A young player has filed a potential class action lawsuit against Nintendo. With the help of his father, the unnamed minor (read: under 18-years-old) alleges that the mobile game Mario Kart Tour has "immoral" microtransactions that have preyed on minor players. 

As revealed by Axios, the suit (filed in California back in March) concerns Pipes, an in-game mechanic that awarded players random drivers, karts, and other items. These rewards could be bought with in-game currency that could be bought with real world money.

The minor reportedly spent over $170 on the Pipe using his father's credit card that was linked to his Nintendo account. His suit alleges that Nintendo used "dark patterns" to entice players to spend money without them realizing it, which violates laws in both California and Washington, the latter of which is home to Nintendo of America.

Within the suit, it's argued that Nintendo "capitalized on and encouraged addictive behaviors akin to gambling." It's often been a claim against loot boxes regarding young players, and the minor's suit calls on Nintendo to give refunds for all US minors who paid real money to use the in-game mechanic. 

Microtransactions are having a gradual reckoning 

Loot boxes and gacha mechanics have been controversial for years due to the comparisons between them and gambling. In past months, though, it feels as though the hostility around them has become more pronounced.

Mario Kart Tour's Pipe system is similar to those found in other iOS or Android games such as Genshin Impact. In October 2022, Nintendo took Pipes out of Tour entirely to replace it with an in-game shop that shows players what items are specifically for sale. 

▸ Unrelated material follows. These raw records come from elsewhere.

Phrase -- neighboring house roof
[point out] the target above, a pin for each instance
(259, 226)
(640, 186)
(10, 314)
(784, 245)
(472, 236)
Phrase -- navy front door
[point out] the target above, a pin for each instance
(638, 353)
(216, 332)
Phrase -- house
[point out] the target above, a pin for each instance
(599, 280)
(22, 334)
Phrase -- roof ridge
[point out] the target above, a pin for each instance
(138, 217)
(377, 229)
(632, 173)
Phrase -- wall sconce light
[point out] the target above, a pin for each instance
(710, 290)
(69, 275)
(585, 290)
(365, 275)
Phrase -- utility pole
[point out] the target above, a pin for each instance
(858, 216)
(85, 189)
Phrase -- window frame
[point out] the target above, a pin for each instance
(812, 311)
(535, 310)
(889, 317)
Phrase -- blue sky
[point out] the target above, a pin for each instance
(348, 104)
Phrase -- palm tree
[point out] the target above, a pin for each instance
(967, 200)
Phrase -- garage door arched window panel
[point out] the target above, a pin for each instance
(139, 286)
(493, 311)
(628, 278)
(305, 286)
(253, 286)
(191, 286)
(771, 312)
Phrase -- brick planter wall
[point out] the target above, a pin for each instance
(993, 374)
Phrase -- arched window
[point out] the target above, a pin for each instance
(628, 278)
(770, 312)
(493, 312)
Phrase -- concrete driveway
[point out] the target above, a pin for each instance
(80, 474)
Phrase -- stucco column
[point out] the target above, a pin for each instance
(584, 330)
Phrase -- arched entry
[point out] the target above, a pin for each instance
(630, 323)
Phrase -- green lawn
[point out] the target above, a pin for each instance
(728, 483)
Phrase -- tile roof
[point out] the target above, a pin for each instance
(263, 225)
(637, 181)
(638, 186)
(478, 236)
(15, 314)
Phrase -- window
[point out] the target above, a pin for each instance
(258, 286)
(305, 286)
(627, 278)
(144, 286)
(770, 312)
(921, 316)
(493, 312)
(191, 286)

The Mario developer isn't the only studio in trouble over microtransactions. Sony was recently held liable for violating Austria's laws on gambling with FIFA 23's in-game Ultimate Team packs bought by Austrian players via the PlayStation Store. 

Epic Games, back in March, was fined by the FTC to pay $245 million over Fortnite's sales practices. Like Nintendo with Tour, Epic was accused of using "dark patterns" to trick minors into making purchases without the explicit involvement of their parents. 

Much of the anti-lootbox action as of late has concerned Belgium and the Netherlands. While the measures may not be as effective as they once seemed, the Roblox game Adopt Me was apparently impacted by it so much the developers ended the game's service in that particular region. 

Nintendo said in 2018 (the year Mario Kart Tour released) that it would consider gacha for its mobile games on a case-by-case basis. While Fire Emblem Heroes has managed to skate by unnoticed, implementing the mechanic into one of its top franchises shows why it couldn't be the standard for its mobile games.